Wednesday, October 08, 2014

Wget off the leash

As we all know, to grab a website with wget, we'll use the "-r" option to "recurse" through all the links. There is also the '-H' option, means that wget won't restrict itself to just one host. In other words, with '-r -H' together, it'll try to spider the entire Internet. So I did that to see what would happen.

Well, for a 32-bit bit process, what happened is that after more than a month, it ran out of memory. It maintained an ever growing list of URLs that it has to visit, which can easily run in the millions. At a hundred bytes per URL and 2-gigabytes of virtual memory, it'll run out of memory after 20 million URLs -- far short of the billions on the net. That's what you see below, where 'wget' has crashed exhausting memory. Below that I show the command I used to launch the process, starting at cnn.com as the seed with a max timeout of 5 seconds.



How much data did I download from the Internet? According to 'du', the answer is 18-gigabytes, as seen in the following screenshot:



It reached 79425 individual domains, far short of the millions it held in memory. I don't know how many files it grabbed -- there's so many that it takes hours to traverse the entire directory tree.

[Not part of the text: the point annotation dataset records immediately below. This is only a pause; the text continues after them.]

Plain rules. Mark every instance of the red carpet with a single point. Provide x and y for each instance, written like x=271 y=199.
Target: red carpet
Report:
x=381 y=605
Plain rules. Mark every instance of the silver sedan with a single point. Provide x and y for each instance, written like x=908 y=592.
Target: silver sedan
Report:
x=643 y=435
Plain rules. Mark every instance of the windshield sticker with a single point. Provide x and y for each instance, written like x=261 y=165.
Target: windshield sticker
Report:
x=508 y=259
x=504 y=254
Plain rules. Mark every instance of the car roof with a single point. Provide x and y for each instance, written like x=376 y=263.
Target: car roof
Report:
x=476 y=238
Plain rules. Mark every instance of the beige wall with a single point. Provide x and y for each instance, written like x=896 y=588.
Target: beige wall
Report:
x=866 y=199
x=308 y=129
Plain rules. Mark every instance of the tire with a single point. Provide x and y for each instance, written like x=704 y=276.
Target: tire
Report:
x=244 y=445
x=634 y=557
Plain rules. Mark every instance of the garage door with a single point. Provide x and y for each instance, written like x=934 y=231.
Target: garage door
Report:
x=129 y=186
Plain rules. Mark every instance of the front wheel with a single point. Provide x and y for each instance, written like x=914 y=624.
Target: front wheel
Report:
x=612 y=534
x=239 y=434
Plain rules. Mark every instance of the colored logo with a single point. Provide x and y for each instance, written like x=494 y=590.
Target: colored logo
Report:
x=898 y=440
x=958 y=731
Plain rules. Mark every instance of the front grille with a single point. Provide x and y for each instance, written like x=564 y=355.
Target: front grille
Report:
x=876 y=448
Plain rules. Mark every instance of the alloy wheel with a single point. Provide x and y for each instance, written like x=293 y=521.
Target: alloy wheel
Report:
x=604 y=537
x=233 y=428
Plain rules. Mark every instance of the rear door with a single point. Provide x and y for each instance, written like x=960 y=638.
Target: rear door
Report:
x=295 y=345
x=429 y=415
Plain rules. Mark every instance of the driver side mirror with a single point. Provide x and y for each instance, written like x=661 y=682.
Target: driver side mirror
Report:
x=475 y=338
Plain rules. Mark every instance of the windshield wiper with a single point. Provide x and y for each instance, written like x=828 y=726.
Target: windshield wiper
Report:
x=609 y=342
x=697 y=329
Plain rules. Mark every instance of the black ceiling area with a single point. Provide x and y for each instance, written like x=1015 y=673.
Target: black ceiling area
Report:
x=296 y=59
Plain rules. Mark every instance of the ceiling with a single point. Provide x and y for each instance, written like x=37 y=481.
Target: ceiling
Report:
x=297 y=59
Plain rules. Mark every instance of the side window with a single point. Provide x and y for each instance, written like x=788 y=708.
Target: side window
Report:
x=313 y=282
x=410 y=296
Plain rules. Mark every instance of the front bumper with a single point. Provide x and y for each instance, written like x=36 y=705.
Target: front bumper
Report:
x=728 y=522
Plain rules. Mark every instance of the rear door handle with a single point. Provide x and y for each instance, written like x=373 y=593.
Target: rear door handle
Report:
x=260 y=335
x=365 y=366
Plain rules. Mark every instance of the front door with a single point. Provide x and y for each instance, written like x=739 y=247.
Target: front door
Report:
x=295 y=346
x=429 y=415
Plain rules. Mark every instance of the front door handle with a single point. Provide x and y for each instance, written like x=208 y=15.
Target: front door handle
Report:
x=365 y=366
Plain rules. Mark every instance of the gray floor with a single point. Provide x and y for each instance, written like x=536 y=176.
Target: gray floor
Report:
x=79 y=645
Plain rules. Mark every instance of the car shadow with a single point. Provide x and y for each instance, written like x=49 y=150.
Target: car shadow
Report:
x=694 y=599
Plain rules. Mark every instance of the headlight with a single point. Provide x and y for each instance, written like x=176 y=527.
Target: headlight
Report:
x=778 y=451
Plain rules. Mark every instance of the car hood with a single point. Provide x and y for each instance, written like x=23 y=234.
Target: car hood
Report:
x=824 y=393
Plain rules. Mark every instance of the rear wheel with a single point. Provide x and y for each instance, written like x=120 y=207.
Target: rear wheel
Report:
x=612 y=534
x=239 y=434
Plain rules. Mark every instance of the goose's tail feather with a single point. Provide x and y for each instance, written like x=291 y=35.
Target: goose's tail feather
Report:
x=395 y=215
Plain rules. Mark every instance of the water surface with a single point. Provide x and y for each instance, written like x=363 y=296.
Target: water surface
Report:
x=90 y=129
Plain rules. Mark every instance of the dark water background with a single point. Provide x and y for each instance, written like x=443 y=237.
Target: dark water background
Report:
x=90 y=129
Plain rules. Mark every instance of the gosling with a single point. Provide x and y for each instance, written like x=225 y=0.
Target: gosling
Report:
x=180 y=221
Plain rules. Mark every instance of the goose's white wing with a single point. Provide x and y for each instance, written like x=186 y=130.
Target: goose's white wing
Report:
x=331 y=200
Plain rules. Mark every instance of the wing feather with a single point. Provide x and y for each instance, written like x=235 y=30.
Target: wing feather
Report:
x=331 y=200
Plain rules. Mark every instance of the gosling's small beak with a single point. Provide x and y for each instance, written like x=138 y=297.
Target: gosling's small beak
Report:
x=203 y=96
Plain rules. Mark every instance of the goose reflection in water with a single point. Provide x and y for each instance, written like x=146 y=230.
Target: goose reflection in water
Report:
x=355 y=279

What sorts of domains did it visit? As you can see in the screenshot, all sorts of stuff, like "www.theemporiumbarber.com.au" or "hairymenofcolor.tumblr.com". How all this stuff is reached via "cnn.com", I just don't know.

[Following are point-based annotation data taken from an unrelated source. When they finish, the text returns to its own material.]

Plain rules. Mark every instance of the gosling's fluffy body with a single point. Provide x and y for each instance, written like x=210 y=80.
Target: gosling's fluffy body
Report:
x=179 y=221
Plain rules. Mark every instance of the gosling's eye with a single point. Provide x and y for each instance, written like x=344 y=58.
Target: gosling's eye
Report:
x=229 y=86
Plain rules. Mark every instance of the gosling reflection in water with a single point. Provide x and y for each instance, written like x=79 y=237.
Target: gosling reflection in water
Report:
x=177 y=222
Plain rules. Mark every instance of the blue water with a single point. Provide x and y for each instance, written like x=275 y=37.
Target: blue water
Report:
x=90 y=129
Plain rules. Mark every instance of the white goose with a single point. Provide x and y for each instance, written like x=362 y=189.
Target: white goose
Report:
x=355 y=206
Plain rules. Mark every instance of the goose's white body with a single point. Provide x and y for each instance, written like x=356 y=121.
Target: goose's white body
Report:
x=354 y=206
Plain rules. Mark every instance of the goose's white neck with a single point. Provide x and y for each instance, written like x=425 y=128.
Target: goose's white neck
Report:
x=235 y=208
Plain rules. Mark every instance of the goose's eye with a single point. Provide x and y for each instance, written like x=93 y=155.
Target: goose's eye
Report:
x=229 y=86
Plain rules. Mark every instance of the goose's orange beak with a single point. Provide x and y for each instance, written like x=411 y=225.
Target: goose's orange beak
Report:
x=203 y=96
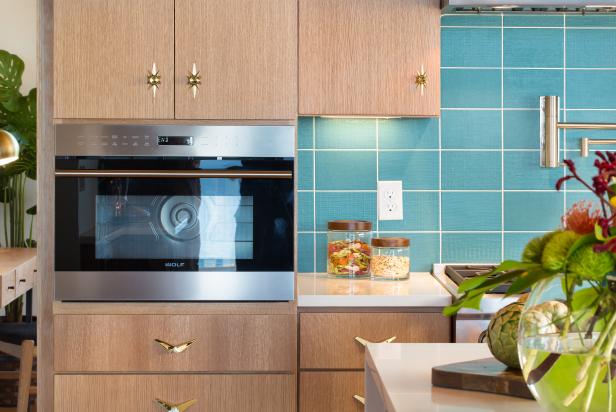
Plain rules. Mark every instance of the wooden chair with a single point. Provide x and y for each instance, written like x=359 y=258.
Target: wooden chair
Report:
x=19 y=340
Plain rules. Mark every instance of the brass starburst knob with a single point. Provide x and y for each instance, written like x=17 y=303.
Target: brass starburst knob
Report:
x=178 y=407
x=194 y=80
x=421 y=80
x=153 y=79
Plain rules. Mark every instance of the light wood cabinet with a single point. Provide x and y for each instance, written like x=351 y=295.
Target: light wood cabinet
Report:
x=319 y=391
x=222 y=343
x=331 y=359
x=103 y=50
x=362 y=57
x=327 y=340
x=246 y=54
x=220 y=393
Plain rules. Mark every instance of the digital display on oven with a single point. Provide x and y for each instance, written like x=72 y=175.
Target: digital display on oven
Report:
x=175 y=140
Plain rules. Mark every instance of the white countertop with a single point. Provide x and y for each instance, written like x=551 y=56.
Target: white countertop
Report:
x=400 y=377
x=420 y=290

Note that the point of this experiment wasn't to actually spider the net; there are far better tools for that. Also, there is a nice project on Amazon AWS called the "Common Crawl Corpus" where they crawl the Internet for you (billions of links) and then let you process it with your own EC2 instance.

Instead, the point is what hackers always do. In this case, it's answering the question "I wonder what -H does". I mean, I know what it does, but I still wonder what happens. Now I've got a nice 18G of random stuff from the Internet that is what happens.

You can get better, more rigorous data sets (like the Common Crawl stuff), but if you want a copy of this data set, hit me up at the next hacker/security con. I'll probably have it on a USB 3.0 flash drive (srsly, my flash drives are now 64gigabyte in size -- for the small ones). It'll be good for various testing projects, like building parsers for things like JPEGs or PDFs.


1 comment:

dre said...

How good are the crawlers? How do they perform in the WIVET benchmarks? How well do they handle execution flow when input parameters include esoteric technology components such as objects, Remoting, GWT, JSON/XML/etc?